In order to achieve this ideal, and assuming you'd be keeping backward compatibility (!), you'd have to explain how to support both of these strings:
"Hello\n" r"Hello\n"
A possible solution is:
- In parse time, any string literal is a /raw string/, regardless of
what prefix it has or if it even has a prefix.
- The /raw string/ is then passed to user-land in this raw state,
and then, if no prefix is applied, it is parsed as a standard
string, otherwise the requested prefix is applied.
- In case of a user-land raw string (e.g. r"yo"), the prefix
function can be the identity function (e.g. f(x) = x).
This is possibly not the most ideal solution, but it is a solution.
Greetings,
Göktuğ.
Ned Batchelder
On 5/27/2013 11:51 AM, Haoyi Li wrote:
If-if-if all that works out, you would be able to completely remove the ("b" | "B" | "br" | "Br" | "bR" | "BR" | "rb" | "rB" | "Rb" | "RB" | "r" | "u" | "R" | "U") from the grammar specification! Not add more to it, remove it! Shifting the specification of all the different string prefixes into a user-land library. I'd say that's a pretty creative way of getting rid of that nasty blob of grammar =D.

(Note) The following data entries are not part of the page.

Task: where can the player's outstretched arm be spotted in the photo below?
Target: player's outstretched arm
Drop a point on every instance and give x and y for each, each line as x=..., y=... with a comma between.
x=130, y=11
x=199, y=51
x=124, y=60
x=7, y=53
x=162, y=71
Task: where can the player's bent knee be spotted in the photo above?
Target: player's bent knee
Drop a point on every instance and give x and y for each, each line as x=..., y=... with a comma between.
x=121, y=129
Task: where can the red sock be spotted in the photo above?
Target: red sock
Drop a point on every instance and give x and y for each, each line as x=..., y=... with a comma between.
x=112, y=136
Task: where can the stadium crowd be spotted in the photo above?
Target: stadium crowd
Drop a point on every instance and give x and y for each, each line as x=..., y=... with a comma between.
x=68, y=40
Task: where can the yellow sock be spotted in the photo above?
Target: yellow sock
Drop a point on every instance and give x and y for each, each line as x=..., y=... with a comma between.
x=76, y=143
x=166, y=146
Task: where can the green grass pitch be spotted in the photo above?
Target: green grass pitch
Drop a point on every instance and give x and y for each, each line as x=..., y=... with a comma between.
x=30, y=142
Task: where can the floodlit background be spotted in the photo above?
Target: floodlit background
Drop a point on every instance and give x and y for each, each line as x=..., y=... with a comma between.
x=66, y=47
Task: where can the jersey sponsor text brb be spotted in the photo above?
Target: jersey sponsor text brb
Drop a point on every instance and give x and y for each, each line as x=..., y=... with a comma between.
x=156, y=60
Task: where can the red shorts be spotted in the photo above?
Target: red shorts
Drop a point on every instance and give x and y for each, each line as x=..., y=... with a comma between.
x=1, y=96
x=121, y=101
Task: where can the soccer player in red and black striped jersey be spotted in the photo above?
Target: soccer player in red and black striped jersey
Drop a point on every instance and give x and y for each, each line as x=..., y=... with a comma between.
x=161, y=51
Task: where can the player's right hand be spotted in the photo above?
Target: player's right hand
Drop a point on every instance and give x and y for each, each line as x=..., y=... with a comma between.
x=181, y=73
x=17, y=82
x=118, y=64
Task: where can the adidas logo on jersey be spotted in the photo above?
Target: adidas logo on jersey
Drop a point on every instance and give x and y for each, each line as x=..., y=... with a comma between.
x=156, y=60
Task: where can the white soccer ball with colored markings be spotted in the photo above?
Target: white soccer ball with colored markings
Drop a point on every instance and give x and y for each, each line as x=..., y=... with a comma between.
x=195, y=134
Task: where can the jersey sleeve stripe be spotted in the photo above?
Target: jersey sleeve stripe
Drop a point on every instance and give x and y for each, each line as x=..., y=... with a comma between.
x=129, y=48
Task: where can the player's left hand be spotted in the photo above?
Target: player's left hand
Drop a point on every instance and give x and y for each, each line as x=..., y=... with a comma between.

In order to achieve this ideal, and assuming you'd be keeping backward compatibility (!), you'd have to explain how to support both of these strings:
"Hello\n" r"Hello\n"
Implicit in your idea is that the plain literal creates a string of some kind, and but the r-prefixed string would apply some user-land function to the string. But there is no function you can apply to string literals to make them be raw. The r prefix suppresses interpretation that happens in un-prefixed strings. By the time a user-land function got hold of the string, the interpretation has already been done, information has already been lost.
--Ned.
--
Göktuğ Kayaalp